It may be hard to believe that after back to back conventions, months of campaigning and a 24/7 news cycle covering every political play, some voters are still undecided. Stumped. Not sure which way to go. Voters like 58-year-old Linda Brode, who we profile tonight on the CBS Evening News with Katie Couric.
"I have no clue who to vote for and I usually make up my mind by now," she told me with a laugh last week when we visited Tamaqua, Penn., a small, working class town in a key battleground state.
Consider her story – she's a registered Republican who voted for Bill Clinton and George Bush. My producer, Alberto Moya, was at her home when she watched Barack Obama's acceptance speech at the Democratic National Convention. "If the vote was Tuesday and it was November 4th, I would vote for [Obama]," she told Alberto at the time. "Absolutely with all my heart."
But then she heard Sarah Palin's speech and John McCain's and said she needed to see all the candidates square off in the debates to make her decision. "There are going to be a lot of people watching those debates and making up their mind then," she said.
Isn't it great to hear how engaged people like Linda are in this election, how they are trying to educate themselves about the candidates and the issues and watch the debates to ultimately decide who gets their vote?
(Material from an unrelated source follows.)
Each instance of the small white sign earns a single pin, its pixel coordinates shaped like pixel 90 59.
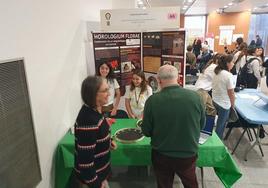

During the debates, Linda says she'll be looking for specifics on the issues, her top ones are national security and the economy. "I want to feel safe, I want to know how hard we are all working, [that] there's going to be light at the end of the tunnel," she said. She'll also be looking at how each candidate handles the issues and themselves during the high-stakes encounters.
Think of the power that voters like Linda Brode have right now. With just about one in 10 voters undecided, according to the latest CBS News poll, and with the race a dead heat, Linda and her fellow undecided voters could ultimately swing the election.
We'll be checking in with her after the first presidential debate on September 26 and the first vice presidential debate on October 2. We'll let you know whether Linda has ultimately made up her mind.